2005年4月にマイナーチェンジを受けたばかりで、3リッター車のATが5速になり、足回りも改良されてロールを抑えた走りが実現されている。総合的に見て、引き続きこのクラスで優位に立つクルマだと思う。
今回のモデルからカーナビがG-BOOKアルファに対応する最新仕様になったほか、上級グレードにインテリジェントAFSを装備して安全性を向上させるなど、いろいろな面で進化したのが魅力である。
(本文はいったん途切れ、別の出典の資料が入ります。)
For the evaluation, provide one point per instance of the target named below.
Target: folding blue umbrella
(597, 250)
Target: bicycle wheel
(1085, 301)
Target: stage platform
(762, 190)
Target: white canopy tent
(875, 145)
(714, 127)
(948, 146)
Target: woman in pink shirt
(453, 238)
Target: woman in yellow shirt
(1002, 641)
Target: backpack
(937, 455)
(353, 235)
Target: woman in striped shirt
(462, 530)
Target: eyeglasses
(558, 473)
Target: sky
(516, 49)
売れ筋となる2.4リッター車では装備が貧弱になる部分があり、カーナビや安全装備をオプション装着すると車両価格に加えて100万円を超える予算が必要になったりするが、それでもこのクラスをリードするクルマであるのは変わらない。
今後もラージクラスの上級ミニバンを買うユーザーにとって、アルファードは2.4リッター車が中心的な存在となるだろう。
FRならではの動力性能
V型6気筒の2.5リッターエンジンを搭載したことで、新しい魅力の要素が加わったのがエルグランド。相対的に安めの価格帯で買えるようになったことで、競合車との販売合戦でも優位に立てる部分が出てくる。
走りに関しても、V型6気筒らしい静かでスムーズな吹き上がりや、あるいは100ccの余裕を含めた動力性能の違いなどから、全体に良く走りるクルマになっている。FR車であるために重量がやや重いとはいえ、それをカバーする動力性能を備えているからだ。3.5リッターエンジンの搭載車なら、2.5リッター車とは次元の異なる豪快な走りが楽しめる。
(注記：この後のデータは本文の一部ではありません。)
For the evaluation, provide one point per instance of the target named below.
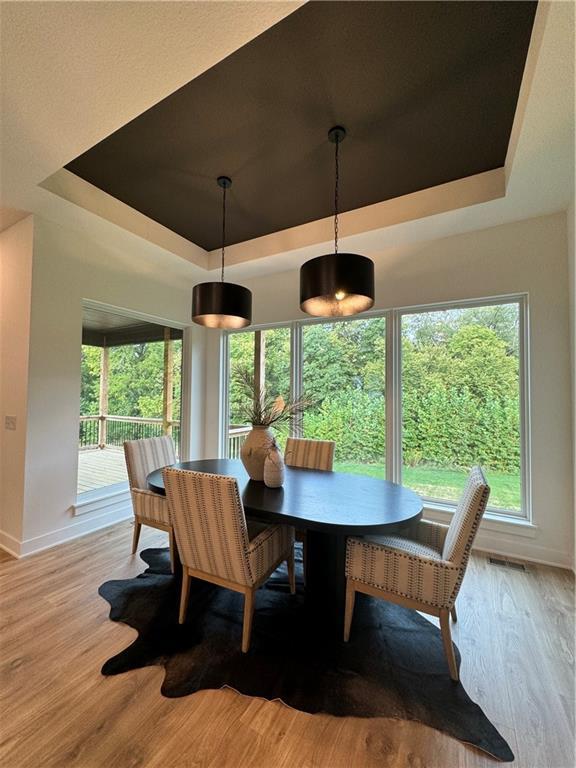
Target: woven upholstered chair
(143, 457)
(424, 571)
(216, 543)
(308, 454)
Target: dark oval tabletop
(332, 502)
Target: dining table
(328, 506)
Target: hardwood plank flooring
(515, 631)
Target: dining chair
(216, 543)
(423, 572)
(143, 457)
(308, 454)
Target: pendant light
(337, 284)
(222, 305)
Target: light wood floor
(98, 468)
(515, 631)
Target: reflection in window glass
(343, 374)
(461, 401)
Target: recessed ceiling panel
(426, 90)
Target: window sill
(516, 526)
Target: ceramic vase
(254, 451)
(274, 467)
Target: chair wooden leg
(136, 536)
(248, 614)
(172, 549)
(184, 596)
(349, 610)
(448, 645)
(291, 572)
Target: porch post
(168, 383)
(104, 361)
(259, 363)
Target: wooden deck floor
(514, 630)
(99, 468)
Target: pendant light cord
(336, 185)
(223, 229)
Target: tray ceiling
(426, 90)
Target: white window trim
(522, 521)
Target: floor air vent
(506, 563)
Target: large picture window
(415, 395)
(343, 374)
(461, 401)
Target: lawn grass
(445, 483)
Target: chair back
(144, 456)
(209, 524)
(464, 526)
(309, 454)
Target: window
(461, 401)
(343, 374)
(416, 395)
(265, 355)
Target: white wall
(15, 295)
(525, 256)
(68, 267)
(571, 213)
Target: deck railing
(236, 436)
(104, 431)
(117, 429)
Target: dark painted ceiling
(426, 90)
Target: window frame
(393, 387)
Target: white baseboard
(102, 499)
(515, 539)
(516, 544)
(9, 544)
(75, 530)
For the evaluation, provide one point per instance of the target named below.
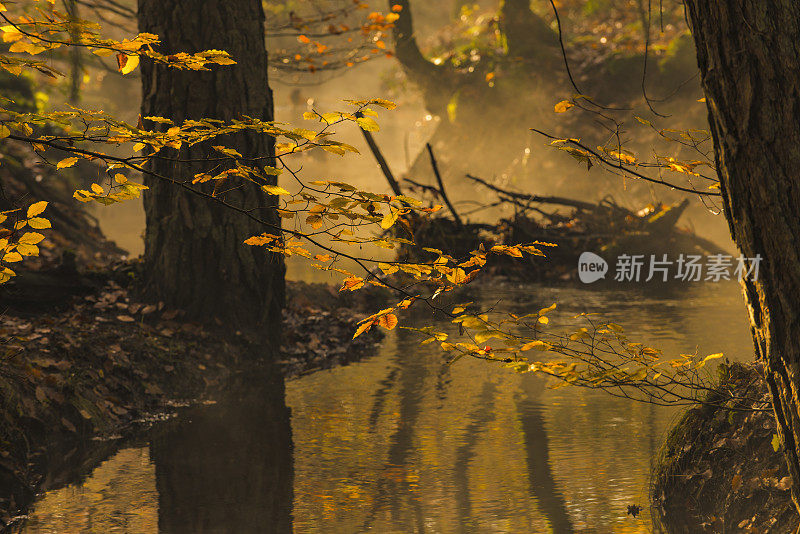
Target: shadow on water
(227, 467)
(543, 486)
(402, 442)
(479, 418)
(409, 375)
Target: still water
(403, 443)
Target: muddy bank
(721, 469)
(106, 364)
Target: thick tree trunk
(749, 56)
(194, 256)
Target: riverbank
(721, 469)
(75, 379)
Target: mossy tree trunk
(194, 256)
(749, 56)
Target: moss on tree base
(719, 471)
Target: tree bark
(749, 56)
(194, 255)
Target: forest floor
(721, 468)
(75, 378)
(83, 361)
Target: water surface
(402, 442)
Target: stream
(401, 442)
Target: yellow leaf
(352, 283)
(389, 219)
(538, 345)
(315, 221)
(30, 238)
(274, 190)
(362, 328)
(68, 162)
(388, 321)
(39, 223)
(36, 208)
(563, 106)
(368, 124)
(28, 250)
(126, 63)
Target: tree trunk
(749, 56)
(194, 255)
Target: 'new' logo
(591, 267)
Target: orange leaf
(388, 321)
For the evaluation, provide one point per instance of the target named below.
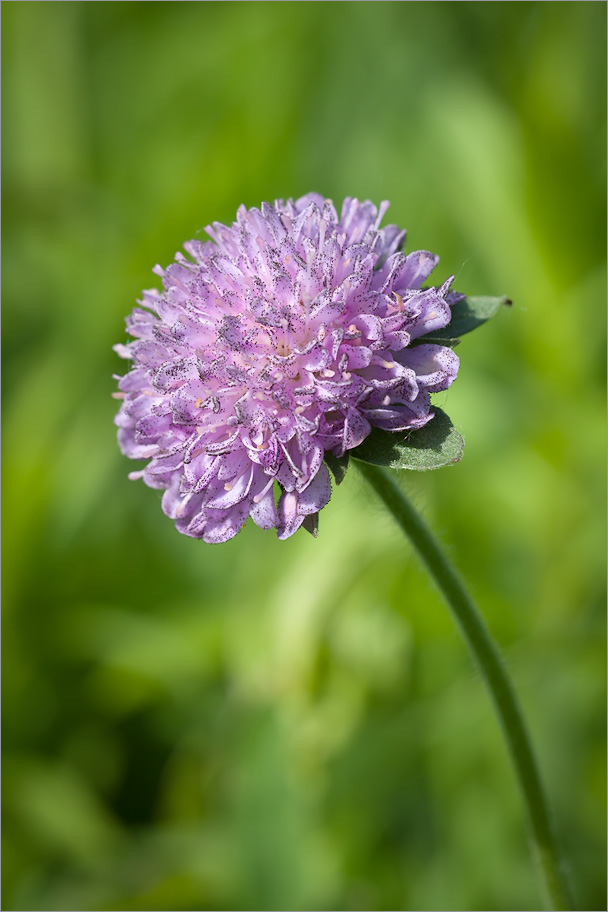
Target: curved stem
(493, 670)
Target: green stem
(493, 669)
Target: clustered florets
(287, 336)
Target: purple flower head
(287, 336)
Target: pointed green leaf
(467, 315)
(337, 465)
(436, 444)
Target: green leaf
(436, 444)
(467, 315)
(337, 465)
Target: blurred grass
(297, 725)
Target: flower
(286, 337)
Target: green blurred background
(297, 725)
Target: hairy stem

堂々たる感じの外観デザインや、それに加えてエアロパーツを装着したスポーティなイメージの強いハイウェースターをラインナップするのもエルグランドの魅力となる部分。アルファードとの違いは好みによって分かれることになるのだろう。
3.5リッターエンジンの搭載車はさすがに価格も高くなるので、一般のユーザーには2.5リッターエンジンの搭載車がお勧め。ハイウェースターを選んでも良いが、ベースグレードのVを選んでも満足できるはず。Vをベースにカーナビなどのオプションを考えよう。
リーズナブルなクルマとして評価されるべき
アルファードやエルグランドが威風堂々といった感じの外観デザインで争っているのに対し、エリシオンはそれを冷静に見ているような感じのデザインとなる。全高を抑えたすっきりしたデザインが何となく知性を感じさせるのは、全高の高いミニバンが主張の強さばかりを感じさせるからだろう。
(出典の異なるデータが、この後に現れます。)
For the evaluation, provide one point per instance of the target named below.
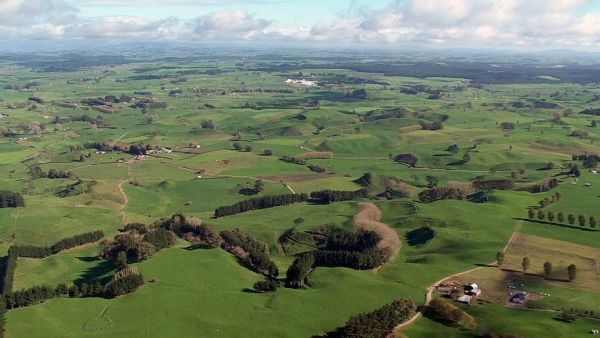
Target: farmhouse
(465, 299)
(519, 298)
(472, 289)
(303, 82)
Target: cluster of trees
(240, 147)
(548, 268)
(10, 199)
(98, 146)
(316, 168)
(139, 149)
(589, 160)
(340, 239)
(378, 323)
(443, 193)
(435, 125)
(251, 252)
(445, 311)
(315, 155)
(500, 184)
(560, 218)
(149, 103)
(137, 246)
(98, 120)
(508, 126)
(34, 295)
(409, 159)
(331, 196)
(547, 201)
(37, 172)
(269, 285)
(546, 185)
(358, 260)
(359, 94)
(260, 203)
(64, 244)
(208, 124)
(125, 281)
(341, 248)
(191, 229)
(7, 271)
(291, 159)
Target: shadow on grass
(251, 290)
(100, 272)
(556, 224)
(201, 246)
(419, 236)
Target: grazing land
(235, 203)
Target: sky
(523, 24)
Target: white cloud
(450, 22)
(229, 24)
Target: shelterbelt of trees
(9, 199)
(342, 248)
(264, 202)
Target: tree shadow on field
(97, 273)
(556, 224)
(250, 290)
(200, 246)
(419, 236)
(247, 192)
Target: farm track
(431, 289)
(124, 198)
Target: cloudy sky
(451, 23)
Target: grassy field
(190, 293)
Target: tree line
(378, 323)
(442, 193)
(341, 248)
(190, 229)
(135, 245)
(31, 251)
(331, 196)
(561, 218)
(260, 203)
(9, 199)
(251, 252)
(124, 281)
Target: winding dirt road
(431, 289)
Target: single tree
(581, 219)
(561, 217)
(500, 258)
(259, 186)
(432, 181)
(572, 271)
(453, 149)
(541, 215)
(525, 264)
(547, 269)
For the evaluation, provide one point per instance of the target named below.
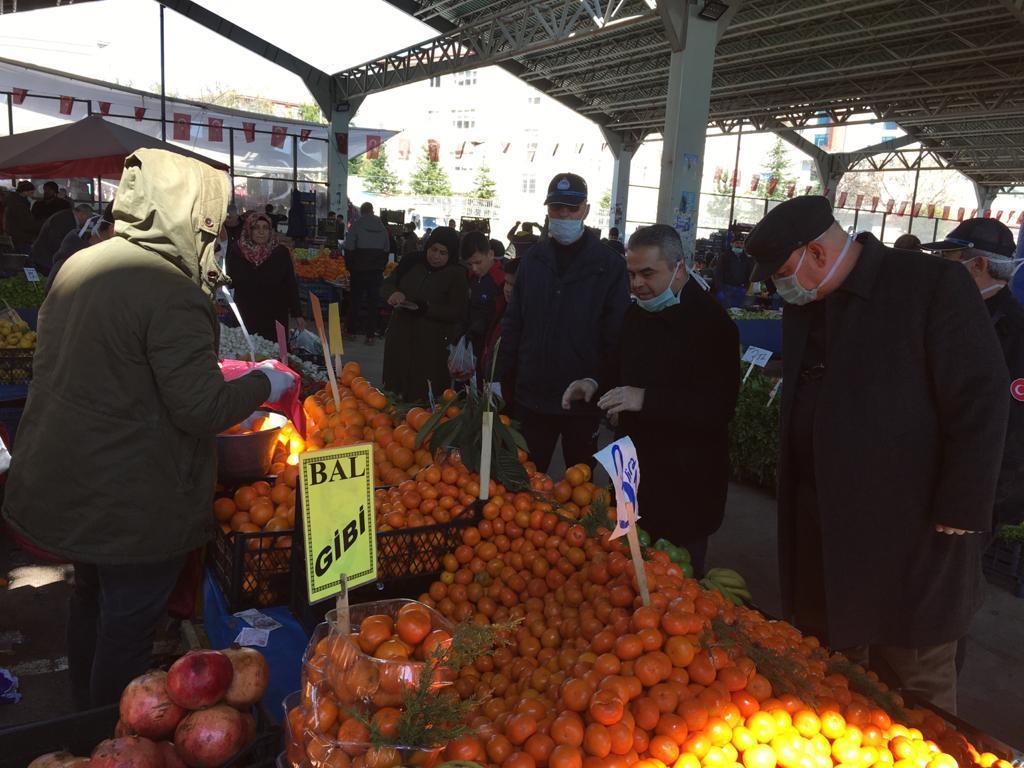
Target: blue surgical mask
(665, 299)
(794, 293)
(565, 231)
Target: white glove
(581, 389)
(281, 383)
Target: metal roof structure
(950, 73)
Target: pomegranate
(171, 759)
(146, 710)
(126, 752)
(199, 679)
(208, 737)
(251, 677)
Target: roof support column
(693, 41)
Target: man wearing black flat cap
(986, 249)
(564, 318)
(894, 413)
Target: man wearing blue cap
(564, 318)
(894, 413)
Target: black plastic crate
(15, 366)
(1004, 562)
(252, 569)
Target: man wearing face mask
(986, 249)
(564, 318)
(672, 383)
(893, 418)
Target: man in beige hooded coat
(115, 464)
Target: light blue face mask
(665, 299)
(794, 293)
(565, 231)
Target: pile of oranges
(594, 678)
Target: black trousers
(579, 433)
(365, 296)
(112, 623)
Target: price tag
(757, 356)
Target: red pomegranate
(208, 737)
(199, 679)
(147, 710)
(251, 677)
(126, 752)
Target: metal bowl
(245, 457)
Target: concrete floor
(33, 612)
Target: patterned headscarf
(256, 254)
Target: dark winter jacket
(686, 359)
(1008, 318)
(367, 245)
(908, 429)
(560, 327)
(265, 294)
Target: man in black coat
(894, 413)
(986, 249)
(672, 381)
(566, 311)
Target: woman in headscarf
(429, 293)
(263, 278)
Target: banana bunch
(729, 583)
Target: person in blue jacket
(566, 312)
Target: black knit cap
(786, 227)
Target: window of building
(464, 119)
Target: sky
(119, 41)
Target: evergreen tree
(484, 185)
(429, 177)
(378, 177)
(777, 167)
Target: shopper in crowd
(671, 384)
(18, 223)
(125, 403)
(50, 204)
(428, 293)
(987, 251)
(486, 297)
(487, 358)
(570, 296)
(614, 242)
(52, 233)
(367, 250)
(263, 279)
(894, 415)
(522, 240)
(907, 243)
(95, 229)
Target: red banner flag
(215, 129)
(182, 126)
(374, 146)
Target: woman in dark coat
(429, 293)
(263, 278)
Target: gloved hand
(281, 383)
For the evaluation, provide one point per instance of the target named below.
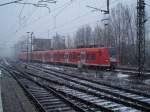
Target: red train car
(101, 57)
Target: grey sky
(39, 21)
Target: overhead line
(16, 1)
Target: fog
(65, 17)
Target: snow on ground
(121, 75)
(147, 81)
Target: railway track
(100, 96)
(48, 99)
(116, 97)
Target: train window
(91, 57)
(112, 52)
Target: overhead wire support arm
(16, 1)
(101, 10)
(36, 5)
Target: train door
(66, 56)
(82, 57)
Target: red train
(99, 57)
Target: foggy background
(65, 17)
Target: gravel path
(13, 97)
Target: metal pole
(28, 48)
(31, 47)
(141, 36)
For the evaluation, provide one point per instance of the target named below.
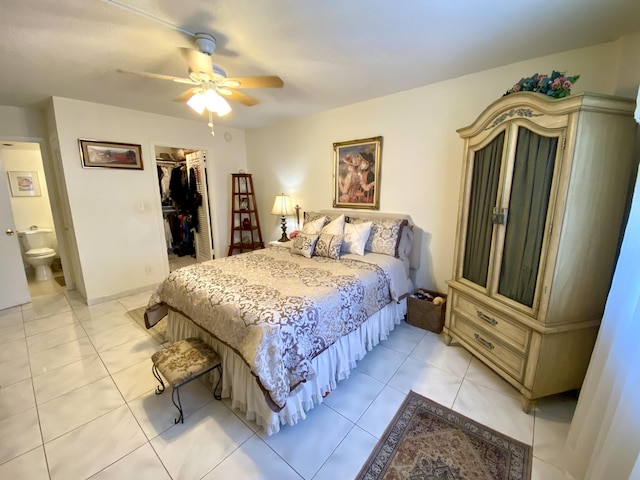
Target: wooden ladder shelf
(245, 224)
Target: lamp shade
(197, 102)
(282, 206)
(209, 99)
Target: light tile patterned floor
(77, 401)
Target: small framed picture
(24, 184)
(110, 155)
(356, 173)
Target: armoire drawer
(514, 334)
(489, 346)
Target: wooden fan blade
(238, 97)
(186, 95)
(160, 77)
(198, 62)
(265, 81)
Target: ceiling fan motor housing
(206, 43)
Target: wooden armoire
(541, 212)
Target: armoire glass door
(482, 199)
(533, 169)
インテリア回りの雰囲気も落ち着きや品質感、装備の充実度などの面で十分に満足できるものであり、低めの全高のミニバンでも居住空間に関しては不満を感じるわけではない。むしろリーズナブルなクルマとして評価されるべきだと思う。メーカー純正のカーナビを装着するとインターナビプレミアムクラブに加入でき、さまざまなサービスを受けられるのも魅力である。
走りに関しても、ボディの重量が軽くなる分だけ有利になるのがエリシオンの特徴で、2.4リッターエンジンの搭載車でも不満のない走りが味わえる。2.4Gを選べばラージミニバンにふさわしい充実した装備が手に入るので、これが一番のお勧めグレードとなる。3リッター車を選ぶ場合も、ベースグレードの3.0VGを選べばいい。ただし、両方ともいろいろなオプションの装着が必要だ。